Welcome to ‘Feminism’, the new series of ‘Dior Talks’ podcasts, hosted by Justine Picardie. ‘Dior Talks’ creates fascinating spaces for expression, exploring the imaginations and discourses of the artists and thinkers who influence Maria Grazia Chiuri. ‘Feminism’ engages in dialogue with the women who have inspired the Creative Director of Women’s collections and taken part in bold, empowering collaborations with the House. An exceptional roster of guests shares the magic of their thinking and the key moments of their careers with biographer and journalist Justine Picardie.
In this very special, two-part episode, Justine Picardie goes back to the origins of it all with Maria Grazia Chiuri herself, who was the guest on the very first ‘Dior Talks podcast’ on the subject of feminist art in March last year. On this occasion she is joined by her dynamic daughter and muse Rachele Regini, to delve deep into the issues and passions which drive them both in the work they do and the intellectual and creative journeys on which they embark.
Maria Grazia Chiuri needs little introduction. She has been at the helm of Dior since 2016, creating the ready-to-wear and haute couture collections for the House and pursuing a radical, multi-generational and multinational manifesto for contemporary womenswear.
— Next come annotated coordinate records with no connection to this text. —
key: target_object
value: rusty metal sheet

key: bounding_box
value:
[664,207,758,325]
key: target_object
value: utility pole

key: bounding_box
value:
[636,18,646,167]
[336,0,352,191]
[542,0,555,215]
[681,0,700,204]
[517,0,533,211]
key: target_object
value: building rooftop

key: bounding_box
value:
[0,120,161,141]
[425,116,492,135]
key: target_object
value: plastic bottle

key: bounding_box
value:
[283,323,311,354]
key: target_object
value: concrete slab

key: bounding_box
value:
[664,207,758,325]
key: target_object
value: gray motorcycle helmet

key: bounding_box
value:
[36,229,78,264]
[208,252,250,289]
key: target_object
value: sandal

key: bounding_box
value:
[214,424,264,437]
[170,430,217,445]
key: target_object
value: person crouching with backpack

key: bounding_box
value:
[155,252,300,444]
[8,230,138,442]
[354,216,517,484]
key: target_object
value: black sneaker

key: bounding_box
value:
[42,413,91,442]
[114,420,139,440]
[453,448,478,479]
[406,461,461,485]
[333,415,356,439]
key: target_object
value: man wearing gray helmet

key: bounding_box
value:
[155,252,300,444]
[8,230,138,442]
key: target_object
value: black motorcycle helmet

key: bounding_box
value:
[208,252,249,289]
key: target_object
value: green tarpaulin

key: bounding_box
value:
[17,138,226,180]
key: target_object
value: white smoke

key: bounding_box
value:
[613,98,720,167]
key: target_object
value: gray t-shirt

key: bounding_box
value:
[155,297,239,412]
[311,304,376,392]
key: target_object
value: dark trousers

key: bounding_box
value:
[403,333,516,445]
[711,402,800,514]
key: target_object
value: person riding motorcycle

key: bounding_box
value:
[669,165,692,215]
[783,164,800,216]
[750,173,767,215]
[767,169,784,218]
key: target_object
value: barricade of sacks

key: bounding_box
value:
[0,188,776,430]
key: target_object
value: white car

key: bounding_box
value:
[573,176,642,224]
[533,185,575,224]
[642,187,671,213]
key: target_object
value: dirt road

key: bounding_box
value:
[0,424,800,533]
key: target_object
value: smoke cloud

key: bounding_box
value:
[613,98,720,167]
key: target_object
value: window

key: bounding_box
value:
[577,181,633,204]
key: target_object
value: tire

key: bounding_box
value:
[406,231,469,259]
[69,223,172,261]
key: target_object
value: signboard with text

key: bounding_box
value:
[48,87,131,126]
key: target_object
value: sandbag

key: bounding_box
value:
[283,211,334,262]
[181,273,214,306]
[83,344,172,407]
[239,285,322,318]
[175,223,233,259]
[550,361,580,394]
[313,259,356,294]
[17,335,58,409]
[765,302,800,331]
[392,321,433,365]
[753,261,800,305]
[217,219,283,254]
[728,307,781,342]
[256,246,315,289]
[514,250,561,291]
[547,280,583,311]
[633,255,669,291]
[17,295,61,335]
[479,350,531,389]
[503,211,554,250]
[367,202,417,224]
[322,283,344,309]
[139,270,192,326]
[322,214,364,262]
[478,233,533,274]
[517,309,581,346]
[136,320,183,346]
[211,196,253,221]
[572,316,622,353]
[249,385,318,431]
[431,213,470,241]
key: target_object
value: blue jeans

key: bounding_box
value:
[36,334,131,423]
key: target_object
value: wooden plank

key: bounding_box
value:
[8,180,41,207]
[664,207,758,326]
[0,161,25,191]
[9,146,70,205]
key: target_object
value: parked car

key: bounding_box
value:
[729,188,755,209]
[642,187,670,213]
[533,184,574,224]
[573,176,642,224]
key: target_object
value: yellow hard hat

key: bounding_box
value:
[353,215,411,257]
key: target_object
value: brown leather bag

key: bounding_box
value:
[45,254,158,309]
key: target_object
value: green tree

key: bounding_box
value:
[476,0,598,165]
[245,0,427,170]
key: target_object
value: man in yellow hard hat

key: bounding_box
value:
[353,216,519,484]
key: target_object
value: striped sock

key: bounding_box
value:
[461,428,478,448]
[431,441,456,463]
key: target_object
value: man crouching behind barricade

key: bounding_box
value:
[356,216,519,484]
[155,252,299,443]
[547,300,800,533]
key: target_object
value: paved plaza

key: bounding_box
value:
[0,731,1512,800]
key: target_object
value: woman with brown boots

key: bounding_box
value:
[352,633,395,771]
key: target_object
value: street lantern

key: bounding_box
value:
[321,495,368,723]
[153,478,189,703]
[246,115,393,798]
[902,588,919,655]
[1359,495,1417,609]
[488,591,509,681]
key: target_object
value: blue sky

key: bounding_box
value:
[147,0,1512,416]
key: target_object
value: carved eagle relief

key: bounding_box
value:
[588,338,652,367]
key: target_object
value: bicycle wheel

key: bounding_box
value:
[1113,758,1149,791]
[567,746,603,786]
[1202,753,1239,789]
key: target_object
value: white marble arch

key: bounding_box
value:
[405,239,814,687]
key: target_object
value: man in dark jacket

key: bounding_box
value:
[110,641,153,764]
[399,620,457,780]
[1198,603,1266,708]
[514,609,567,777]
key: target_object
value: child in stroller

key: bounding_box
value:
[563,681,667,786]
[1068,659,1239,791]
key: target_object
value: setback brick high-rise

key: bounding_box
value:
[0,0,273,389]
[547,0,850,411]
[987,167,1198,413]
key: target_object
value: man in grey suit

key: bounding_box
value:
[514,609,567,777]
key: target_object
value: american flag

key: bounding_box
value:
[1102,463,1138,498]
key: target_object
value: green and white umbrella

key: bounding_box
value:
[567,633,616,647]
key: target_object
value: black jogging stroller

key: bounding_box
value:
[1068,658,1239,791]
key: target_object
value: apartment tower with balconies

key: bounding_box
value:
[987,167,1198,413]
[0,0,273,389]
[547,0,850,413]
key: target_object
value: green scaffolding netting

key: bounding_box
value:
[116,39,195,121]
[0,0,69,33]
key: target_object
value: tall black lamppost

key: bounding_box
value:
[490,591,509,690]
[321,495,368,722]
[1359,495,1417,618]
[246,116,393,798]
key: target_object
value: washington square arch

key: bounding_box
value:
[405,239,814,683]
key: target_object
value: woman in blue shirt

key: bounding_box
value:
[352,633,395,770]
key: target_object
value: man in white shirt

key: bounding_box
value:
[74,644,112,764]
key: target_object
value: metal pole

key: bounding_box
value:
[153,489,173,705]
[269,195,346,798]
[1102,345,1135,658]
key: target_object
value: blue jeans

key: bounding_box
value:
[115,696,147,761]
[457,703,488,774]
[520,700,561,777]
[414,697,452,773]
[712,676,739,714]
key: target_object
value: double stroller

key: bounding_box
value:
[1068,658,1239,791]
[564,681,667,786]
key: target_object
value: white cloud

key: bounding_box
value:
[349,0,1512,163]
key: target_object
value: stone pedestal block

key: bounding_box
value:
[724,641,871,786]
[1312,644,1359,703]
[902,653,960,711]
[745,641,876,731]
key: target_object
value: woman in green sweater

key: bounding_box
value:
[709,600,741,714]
This year she published ‘Her Dior: Maria Grazia Chiuri's New Voice’, featuring the work of over thirty of the photographers with whom she has collaborated for the House. Rachele Regini is her daughter with husband Paolo Regini and was raised in Rome. She studied Art History and then Gender Studies at the prestigious Goldsmiths College of Art in London and now lives and works in Paris, where she is a cultural advisor in the Dior creative department.
In this episode, the trio discuss the meaning of sisterhood, the female spirit through the generations and the challenges of female creativity past and present. Maria Grazia Chiuri reminisces about her journey to a career in fashion and the changes which have taken place in the roles which women can now play in the industry. Like the Creative Director’s own mother, women were historically expected to be dressmakers, while men became couturiers. Paradoxically, they talk about the huge changes in fashion wrought by Monsieur Dior and how his New Look revolutionized the way women dressed.
Regini elaborates on how her studies and research, into politics, gender, art and activism, have influenced her own style and the dialogue around stylistic and political principles which she shares with her mother. Crucially, the two also discuss manhood, and how the modern notion of masculinity can be reinterpreted, how fashion can play a vital role in removing stereotypes and redefining sexual politics. Both mother and daughter are avid readers and passionate advocates for women’s genius and liberation, and the ways in which fashion can express and promote both.